I run the script below using mpirun -n 40 python script.py
. The aim is to parallelize the function func. What happens here is that the pool of 40 "workers" is split into 5 blocks of 8 "workers" (Each block with its own color ofcourse).
I generate arguments (gen_args) for each block and flatten these to a 1D numpy array. Then I use ScatterV, to scatter this flattened array to the "workers" in one block.
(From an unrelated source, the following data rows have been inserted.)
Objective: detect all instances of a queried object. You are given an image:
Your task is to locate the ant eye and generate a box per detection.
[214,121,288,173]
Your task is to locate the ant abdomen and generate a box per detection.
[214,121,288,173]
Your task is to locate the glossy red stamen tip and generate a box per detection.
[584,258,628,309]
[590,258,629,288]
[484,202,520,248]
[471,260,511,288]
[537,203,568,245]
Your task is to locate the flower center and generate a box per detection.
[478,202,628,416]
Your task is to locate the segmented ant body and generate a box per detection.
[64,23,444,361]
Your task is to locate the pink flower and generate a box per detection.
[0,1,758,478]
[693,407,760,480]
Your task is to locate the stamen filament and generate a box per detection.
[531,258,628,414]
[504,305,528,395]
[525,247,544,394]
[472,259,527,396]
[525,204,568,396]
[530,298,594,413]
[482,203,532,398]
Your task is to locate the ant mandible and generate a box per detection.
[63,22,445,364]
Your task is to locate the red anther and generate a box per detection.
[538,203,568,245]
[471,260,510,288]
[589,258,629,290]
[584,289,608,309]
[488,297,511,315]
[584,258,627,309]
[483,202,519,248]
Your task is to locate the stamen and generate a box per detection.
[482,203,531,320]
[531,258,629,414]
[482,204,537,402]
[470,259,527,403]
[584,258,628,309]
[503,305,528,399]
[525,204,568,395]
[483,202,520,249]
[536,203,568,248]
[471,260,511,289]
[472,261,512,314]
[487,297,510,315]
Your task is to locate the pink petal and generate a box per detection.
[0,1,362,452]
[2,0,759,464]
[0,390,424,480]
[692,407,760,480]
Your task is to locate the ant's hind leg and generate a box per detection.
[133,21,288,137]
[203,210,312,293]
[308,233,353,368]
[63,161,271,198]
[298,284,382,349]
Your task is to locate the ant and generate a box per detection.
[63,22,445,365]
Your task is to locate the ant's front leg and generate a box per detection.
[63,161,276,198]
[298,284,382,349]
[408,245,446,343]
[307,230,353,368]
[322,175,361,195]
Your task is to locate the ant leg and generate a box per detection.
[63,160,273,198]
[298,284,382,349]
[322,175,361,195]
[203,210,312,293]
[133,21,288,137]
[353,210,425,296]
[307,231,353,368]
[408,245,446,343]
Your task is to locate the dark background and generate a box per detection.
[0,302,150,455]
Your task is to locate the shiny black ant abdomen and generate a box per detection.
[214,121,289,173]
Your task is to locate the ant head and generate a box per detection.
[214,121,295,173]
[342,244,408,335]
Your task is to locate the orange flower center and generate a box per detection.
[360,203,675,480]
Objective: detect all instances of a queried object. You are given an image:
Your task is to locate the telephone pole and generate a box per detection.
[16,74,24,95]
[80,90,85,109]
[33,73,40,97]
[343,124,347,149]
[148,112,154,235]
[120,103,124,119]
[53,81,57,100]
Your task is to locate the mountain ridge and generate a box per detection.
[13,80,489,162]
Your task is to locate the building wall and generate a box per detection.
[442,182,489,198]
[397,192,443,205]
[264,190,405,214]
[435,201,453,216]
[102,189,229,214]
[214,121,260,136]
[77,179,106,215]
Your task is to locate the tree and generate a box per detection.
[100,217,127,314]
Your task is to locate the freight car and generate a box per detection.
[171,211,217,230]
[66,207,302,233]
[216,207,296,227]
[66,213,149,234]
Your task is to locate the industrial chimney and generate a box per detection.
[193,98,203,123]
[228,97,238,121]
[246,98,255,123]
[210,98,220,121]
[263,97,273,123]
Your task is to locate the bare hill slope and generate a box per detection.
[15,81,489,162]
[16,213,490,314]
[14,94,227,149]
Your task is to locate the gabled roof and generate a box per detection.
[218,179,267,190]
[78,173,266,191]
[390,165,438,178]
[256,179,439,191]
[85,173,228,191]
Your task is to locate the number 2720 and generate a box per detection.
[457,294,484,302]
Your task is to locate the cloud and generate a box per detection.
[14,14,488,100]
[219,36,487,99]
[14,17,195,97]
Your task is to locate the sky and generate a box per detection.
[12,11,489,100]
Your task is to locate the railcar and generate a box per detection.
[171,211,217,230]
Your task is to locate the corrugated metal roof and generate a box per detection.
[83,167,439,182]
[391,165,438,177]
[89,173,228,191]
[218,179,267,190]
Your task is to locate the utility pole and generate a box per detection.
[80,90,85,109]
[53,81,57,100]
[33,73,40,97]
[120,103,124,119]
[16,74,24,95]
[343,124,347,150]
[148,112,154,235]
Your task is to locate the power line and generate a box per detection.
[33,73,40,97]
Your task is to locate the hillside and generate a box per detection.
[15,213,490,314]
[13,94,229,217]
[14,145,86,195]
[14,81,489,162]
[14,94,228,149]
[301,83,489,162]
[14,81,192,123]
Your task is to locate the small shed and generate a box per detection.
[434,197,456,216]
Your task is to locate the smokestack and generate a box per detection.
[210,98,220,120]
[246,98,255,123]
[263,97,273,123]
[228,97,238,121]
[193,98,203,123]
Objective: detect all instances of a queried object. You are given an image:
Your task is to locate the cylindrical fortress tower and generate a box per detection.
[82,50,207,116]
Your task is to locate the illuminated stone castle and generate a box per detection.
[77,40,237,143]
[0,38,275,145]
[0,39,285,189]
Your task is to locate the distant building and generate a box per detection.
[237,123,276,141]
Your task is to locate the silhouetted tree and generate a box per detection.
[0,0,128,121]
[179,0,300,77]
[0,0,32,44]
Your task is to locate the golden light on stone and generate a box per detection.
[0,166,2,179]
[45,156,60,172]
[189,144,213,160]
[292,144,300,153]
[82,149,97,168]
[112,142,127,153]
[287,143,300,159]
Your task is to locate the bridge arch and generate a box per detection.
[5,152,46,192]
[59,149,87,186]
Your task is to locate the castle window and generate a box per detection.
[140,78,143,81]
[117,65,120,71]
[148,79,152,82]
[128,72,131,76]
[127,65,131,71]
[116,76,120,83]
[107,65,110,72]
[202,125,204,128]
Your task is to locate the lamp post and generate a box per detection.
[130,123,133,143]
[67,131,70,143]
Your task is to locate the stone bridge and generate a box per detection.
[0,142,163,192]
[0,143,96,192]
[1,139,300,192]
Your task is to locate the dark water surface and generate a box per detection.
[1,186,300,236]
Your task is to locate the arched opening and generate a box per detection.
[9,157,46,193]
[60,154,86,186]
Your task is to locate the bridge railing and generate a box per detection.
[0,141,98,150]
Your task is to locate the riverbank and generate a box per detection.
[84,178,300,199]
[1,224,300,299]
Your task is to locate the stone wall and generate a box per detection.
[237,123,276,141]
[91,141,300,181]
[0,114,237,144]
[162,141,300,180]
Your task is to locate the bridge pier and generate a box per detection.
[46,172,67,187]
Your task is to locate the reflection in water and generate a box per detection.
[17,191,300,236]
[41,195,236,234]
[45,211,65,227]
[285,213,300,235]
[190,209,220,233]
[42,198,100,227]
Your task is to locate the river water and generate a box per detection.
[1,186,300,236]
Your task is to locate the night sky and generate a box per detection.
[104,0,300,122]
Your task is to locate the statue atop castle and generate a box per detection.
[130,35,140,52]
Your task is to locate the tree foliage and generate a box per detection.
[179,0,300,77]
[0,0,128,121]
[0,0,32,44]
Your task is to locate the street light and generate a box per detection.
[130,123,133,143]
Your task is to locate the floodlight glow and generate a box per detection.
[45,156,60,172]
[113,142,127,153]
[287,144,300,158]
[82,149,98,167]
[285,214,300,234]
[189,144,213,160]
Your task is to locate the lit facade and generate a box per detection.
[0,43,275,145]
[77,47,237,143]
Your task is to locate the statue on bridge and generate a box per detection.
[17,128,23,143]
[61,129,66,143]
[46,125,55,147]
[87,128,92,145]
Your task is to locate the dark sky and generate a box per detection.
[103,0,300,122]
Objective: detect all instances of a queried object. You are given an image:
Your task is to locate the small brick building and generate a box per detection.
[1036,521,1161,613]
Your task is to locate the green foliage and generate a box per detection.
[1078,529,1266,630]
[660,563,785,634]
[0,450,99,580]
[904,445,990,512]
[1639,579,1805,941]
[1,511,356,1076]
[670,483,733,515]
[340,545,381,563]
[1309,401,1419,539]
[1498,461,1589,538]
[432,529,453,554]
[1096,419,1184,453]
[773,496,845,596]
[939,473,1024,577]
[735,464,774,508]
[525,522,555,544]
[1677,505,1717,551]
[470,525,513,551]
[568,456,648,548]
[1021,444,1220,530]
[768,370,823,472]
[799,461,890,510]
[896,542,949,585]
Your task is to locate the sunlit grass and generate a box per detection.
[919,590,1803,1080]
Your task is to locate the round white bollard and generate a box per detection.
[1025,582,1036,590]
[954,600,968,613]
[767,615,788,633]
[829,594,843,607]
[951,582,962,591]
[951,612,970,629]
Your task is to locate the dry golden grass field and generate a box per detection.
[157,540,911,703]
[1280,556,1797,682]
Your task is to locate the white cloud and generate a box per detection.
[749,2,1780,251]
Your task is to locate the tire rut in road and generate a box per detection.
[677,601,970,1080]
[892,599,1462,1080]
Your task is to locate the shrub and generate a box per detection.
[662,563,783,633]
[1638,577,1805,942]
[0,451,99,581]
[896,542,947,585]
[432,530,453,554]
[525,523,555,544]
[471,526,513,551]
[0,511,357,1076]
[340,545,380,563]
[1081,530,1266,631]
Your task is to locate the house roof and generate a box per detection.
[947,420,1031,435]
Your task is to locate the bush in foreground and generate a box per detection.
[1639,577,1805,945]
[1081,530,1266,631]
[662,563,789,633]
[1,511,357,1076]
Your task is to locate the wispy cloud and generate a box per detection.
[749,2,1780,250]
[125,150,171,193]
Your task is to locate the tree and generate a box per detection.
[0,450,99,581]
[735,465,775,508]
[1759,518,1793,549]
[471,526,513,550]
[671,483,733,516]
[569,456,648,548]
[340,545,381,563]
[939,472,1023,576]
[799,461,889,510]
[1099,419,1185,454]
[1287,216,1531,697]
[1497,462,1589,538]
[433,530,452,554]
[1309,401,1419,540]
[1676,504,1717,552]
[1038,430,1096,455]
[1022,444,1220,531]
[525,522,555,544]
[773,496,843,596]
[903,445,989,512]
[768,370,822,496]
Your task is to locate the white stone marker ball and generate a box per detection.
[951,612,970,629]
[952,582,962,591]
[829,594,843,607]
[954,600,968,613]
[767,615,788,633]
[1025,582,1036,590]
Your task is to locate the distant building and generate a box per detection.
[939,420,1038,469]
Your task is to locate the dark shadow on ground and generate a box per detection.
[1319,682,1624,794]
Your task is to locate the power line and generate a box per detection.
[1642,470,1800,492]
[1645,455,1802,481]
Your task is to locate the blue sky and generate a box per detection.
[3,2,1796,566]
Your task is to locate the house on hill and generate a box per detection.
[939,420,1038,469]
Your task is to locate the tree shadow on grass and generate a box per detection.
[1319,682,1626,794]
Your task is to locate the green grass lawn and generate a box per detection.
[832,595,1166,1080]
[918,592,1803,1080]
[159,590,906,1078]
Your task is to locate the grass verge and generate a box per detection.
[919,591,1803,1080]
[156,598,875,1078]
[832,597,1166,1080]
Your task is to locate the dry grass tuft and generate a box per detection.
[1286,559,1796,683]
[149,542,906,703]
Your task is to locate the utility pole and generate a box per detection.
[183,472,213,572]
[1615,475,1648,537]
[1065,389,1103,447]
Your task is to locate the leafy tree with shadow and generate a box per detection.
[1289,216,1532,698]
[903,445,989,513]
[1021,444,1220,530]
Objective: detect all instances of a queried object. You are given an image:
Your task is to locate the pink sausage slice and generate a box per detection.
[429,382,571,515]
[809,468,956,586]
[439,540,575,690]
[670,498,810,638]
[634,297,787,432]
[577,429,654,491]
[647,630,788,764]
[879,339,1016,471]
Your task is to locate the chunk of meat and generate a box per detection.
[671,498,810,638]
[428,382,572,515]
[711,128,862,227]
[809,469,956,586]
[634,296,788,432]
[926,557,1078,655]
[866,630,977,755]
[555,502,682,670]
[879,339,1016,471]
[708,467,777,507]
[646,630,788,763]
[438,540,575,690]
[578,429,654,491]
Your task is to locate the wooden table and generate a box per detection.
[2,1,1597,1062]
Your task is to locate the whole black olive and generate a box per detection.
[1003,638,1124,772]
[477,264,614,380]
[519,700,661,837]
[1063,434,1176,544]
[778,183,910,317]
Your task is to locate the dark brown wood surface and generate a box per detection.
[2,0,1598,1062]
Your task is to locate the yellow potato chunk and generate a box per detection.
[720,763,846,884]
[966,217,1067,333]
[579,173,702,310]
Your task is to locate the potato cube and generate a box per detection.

The scattered value is caught in the variable recv_args.
Everything works well (based on the print outputs I've seen), except for the block_comm.Scatterv([send_data,counts,displacement, MPI.DOUBLE], recv_args, root=0)
Somehow it sets all the array elements of recv_args (in all ranks) to zero (Keep in mind, they are ones initially in all ranks)
What am I missing here?
Here is the MCVE:
import numpy as np
from mpi4py import MPI
def func(arg1, arg2,arg3):
return arg1+arg2+arg3
def gen_args(const, n_iter): #More complicated ofcourse in reality
return const*np.arange(n_iter*3).reshape((n_iter,3))
if __name__ == '__main__':
world_comm = MPI.COMM_WORLD
world_size = world_comm.Get_size() # normally 40
world_rank = world_comm.Get_rank()
block_size = 8
blocks = int(world_size/block_size)
color = int(world_rank/block_size)
key = int(world_rank%block_size)
block_comm = world_comm.Split(color,key)
#Effectively world_comm (size=40) is now split in 5 blocks of size=8
block_rank = block_comm.Get_rank()
print("WORLD RANK/SIZE: {}/{} \t BLOCK RANK/SIZE: {}/{}".format(world_rank, world_size, block_rank, block_size))
recv_args= np.ones(3)
counts = tuple(np.ones(block_size)*3)
displacement = tuple(np.arange(block_size)*3)
if block_rank==0:
send_data = gen_args(color, block_size).flatten()
print(send_data)
else:
send_data = None
block_comm.Scatterv([send_data,counts,displacement, MPI.DOUBLE], recv_args, root=0)
print(block_rank,recv_args)